His comments could have referred to a broad range of hopes and fears, because this is a man with an uncomfortable load on his mind at the moment. There is an awful lot he’d certainly like to see but that could prove extremely tricky to pull off: North Korea playing ball over nuclear disarmament, an economy in far better shape than it is now and his once mighty approval ratings back where they were eight months ago, to name just three.
In fact, he was musing on the idea of a single Asian currency.
And for an arch-conservative recently elected on an openly nationalist ticket in a country as ferociously patriotic as Korea, not dismissing the concept out of hand was pretty bold stuff. Mr Lee is president of a fiercely vocal people who have spent much of the past few months bellowing their disgust at his administration. The idea of giving up the won in favour of some putative all-powerful Asian currency will play, symbolically and politically, as badly as the idea of joining the euro did in the UK circa 1990.
From Mr Lee’s position, though, an Asian version of the euro must look extremely attractive this morning. His central bank has spent the past couple of months thanklessly stoking the currency markets with foreign reserve dollars in a gambit to support the falling won. On Monday it tanked again, dropping to a 46-month low against the greenback. Economists are helpfully telling him he must either stop the intervention and watch Korean industry writhe, or stick to it and risk leaving the country’s foreign exchange reserve position dangerously flimsy.
The Korean economic miracle – an export-led machine with unique vulnerabilities to global commodity markets – has been knocked sideways by inflation. Korea’s hoped-for role as the tasty filling in a China-Japan economic sandwich could be short-lived if Chinese industry leapfrogs up the value chain in the way it clearly wants to.
Becoming part of a big, strong Asian currency, however, might solve much of this. Inflation or economic downturn would be walloped by the manoeuvres of a heavyweight Asian central bank. If enough nations were signed up to the idea, the unit (whatever clever name it was given) would be innately more stable than the sum of its legacy parts. Little Korea would suddenly be a founder member of a currency easily capable of rivalling the US dollar and the euro and in which global commodity trade might one day be denominated.
The idea was raised earlier this year at a summit of the Asia Development Bank, and many Asian economists are openly questioning the shape of a future world where the US dollar is relegated from its position as the default currency for nearly everything.
The Korean president was sipping his coffee ahead of the J-Global Forum on New Asia: a serious talking shop on regional diplomacy for Chinese, Korean and Japanese politicians and opinion makers.
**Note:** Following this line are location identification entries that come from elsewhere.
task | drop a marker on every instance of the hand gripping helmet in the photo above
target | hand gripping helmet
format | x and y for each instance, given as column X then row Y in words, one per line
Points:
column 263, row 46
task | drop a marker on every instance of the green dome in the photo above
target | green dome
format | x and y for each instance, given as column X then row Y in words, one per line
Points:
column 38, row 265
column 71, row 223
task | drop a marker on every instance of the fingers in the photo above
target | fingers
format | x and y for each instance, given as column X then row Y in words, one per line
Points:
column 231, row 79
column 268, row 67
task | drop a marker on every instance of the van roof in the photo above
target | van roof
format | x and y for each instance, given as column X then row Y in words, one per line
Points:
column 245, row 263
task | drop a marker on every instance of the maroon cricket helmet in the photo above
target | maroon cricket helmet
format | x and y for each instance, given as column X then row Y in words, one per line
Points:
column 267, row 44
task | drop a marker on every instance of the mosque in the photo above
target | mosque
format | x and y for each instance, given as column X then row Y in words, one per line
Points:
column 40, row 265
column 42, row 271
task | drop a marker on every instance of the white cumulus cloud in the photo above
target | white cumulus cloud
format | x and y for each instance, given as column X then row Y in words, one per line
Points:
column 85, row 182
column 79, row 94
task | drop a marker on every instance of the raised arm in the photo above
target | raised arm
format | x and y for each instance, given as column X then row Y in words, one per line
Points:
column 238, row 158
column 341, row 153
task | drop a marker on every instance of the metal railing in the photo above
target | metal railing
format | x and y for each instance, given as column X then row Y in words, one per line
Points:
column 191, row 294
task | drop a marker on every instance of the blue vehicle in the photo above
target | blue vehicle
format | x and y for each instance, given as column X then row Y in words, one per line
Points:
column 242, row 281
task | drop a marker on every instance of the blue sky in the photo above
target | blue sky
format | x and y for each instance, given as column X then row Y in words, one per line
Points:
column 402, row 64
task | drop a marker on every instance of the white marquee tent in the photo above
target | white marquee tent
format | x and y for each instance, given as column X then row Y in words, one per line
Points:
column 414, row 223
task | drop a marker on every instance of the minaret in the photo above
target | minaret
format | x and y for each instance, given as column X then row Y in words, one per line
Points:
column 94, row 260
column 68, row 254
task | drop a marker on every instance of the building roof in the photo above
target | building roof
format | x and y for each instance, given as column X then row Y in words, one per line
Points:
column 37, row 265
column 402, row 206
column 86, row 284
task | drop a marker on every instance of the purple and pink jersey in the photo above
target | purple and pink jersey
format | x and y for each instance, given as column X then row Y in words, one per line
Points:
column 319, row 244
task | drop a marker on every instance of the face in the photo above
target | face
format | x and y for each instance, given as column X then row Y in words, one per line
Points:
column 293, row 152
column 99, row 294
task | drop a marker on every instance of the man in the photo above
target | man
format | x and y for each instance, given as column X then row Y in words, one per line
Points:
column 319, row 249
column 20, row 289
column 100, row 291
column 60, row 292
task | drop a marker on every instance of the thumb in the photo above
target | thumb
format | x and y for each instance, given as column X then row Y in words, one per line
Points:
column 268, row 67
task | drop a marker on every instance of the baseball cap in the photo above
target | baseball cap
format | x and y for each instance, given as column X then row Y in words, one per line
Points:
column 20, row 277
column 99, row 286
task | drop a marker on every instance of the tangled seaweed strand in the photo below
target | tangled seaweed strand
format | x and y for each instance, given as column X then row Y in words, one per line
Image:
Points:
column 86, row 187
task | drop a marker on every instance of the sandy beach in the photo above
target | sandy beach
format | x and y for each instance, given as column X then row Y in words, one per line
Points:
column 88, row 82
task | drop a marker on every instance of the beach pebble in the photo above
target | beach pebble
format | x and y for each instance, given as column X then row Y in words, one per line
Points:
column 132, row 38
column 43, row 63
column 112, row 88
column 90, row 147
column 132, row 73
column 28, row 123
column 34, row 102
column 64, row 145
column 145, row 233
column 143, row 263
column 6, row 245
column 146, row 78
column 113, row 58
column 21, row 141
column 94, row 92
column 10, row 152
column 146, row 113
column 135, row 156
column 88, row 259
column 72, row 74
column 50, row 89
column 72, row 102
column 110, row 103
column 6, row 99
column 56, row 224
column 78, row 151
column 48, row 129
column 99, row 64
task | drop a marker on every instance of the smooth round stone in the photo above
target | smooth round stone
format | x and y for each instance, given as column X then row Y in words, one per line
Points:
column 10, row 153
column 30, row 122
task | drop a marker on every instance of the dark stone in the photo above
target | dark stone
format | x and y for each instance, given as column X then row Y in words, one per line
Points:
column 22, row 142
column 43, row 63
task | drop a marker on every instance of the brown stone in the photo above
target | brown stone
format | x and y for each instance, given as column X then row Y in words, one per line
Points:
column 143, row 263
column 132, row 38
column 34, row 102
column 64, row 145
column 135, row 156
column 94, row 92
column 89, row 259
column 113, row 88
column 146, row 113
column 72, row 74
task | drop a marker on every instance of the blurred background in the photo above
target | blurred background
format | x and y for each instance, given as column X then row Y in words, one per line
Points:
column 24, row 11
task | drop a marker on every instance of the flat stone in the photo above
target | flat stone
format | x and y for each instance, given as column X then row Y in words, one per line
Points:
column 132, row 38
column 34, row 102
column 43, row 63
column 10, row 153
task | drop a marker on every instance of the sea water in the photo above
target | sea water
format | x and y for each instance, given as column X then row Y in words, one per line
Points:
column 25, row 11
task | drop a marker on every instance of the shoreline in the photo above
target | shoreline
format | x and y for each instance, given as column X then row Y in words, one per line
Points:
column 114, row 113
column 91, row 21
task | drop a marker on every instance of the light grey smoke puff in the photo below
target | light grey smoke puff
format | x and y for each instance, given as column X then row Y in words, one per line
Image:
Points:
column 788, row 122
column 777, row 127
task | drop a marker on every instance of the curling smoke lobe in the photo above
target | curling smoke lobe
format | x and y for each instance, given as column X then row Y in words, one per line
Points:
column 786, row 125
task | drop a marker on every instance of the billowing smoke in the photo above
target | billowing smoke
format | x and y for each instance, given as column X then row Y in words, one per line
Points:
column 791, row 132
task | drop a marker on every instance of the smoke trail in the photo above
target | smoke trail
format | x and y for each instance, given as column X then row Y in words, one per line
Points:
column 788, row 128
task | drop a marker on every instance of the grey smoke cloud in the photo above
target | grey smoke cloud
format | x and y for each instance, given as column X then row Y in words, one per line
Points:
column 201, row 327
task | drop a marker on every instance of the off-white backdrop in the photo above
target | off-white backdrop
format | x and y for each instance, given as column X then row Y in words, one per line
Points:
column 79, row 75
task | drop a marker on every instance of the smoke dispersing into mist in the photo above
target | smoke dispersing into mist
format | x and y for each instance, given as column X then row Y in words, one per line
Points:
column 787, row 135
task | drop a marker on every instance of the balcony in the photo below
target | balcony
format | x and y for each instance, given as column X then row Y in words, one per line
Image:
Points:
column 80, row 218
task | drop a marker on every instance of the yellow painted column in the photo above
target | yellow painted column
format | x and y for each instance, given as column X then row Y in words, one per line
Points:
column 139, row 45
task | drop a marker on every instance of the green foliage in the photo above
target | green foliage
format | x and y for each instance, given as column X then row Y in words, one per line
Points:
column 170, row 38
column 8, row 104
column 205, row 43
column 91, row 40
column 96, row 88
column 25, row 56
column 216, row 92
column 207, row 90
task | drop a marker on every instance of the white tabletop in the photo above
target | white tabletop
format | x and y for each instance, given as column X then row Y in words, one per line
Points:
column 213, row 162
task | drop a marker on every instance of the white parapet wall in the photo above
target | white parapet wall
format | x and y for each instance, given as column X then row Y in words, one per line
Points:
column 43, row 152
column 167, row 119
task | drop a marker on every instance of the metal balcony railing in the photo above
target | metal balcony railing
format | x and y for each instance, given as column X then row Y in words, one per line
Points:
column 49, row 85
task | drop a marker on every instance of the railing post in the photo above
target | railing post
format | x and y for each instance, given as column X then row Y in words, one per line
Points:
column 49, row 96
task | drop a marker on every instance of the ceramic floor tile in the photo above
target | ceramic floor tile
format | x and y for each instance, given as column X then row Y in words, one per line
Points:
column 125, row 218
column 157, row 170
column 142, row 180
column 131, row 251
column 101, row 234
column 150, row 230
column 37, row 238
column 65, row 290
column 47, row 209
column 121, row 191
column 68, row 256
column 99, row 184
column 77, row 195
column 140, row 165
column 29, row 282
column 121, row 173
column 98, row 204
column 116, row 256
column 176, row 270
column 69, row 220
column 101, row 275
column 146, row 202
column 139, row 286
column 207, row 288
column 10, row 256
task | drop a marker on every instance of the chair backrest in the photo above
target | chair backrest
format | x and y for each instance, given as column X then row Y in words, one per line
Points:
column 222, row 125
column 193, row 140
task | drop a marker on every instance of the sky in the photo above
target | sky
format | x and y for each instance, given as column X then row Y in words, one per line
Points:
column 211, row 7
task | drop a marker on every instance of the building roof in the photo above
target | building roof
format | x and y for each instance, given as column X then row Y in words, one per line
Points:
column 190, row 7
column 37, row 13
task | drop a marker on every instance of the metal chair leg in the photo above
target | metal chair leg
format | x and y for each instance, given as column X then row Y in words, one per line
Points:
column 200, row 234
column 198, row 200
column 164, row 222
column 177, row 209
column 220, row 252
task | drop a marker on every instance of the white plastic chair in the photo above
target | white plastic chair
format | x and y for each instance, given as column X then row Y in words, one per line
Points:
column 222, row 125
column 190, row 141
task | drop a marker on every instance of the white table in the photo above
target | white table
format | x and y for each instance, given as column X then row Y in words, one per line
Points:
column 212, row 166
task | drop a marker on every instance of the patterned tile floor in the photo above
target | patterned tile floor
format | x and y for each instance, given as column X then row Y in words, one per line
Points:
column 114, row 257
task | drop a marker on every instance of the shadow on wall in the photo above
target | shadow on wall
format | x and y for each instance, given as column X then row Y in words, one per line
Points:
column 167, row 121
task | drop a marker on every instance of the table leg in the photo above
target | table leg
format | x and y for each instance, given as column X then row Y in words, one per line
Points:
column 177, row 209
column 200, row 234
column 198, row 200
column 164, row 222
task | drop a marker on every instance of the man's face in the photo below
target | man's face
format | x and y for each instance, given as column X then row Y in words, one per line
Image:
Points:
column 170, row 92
On several occasions throughout the day, the question of closer economic union in Asia was raised: the boldest voice called for an EU-style “borderless economic community" in Asia within 40 years.
Perhaps the most significant phrase used by Mr Lee this morning was “we’d all”: he may have a tin ear for politics, but he probably knows that he is not the only person toying with the single Asian currency ploy as the financial clouds darken.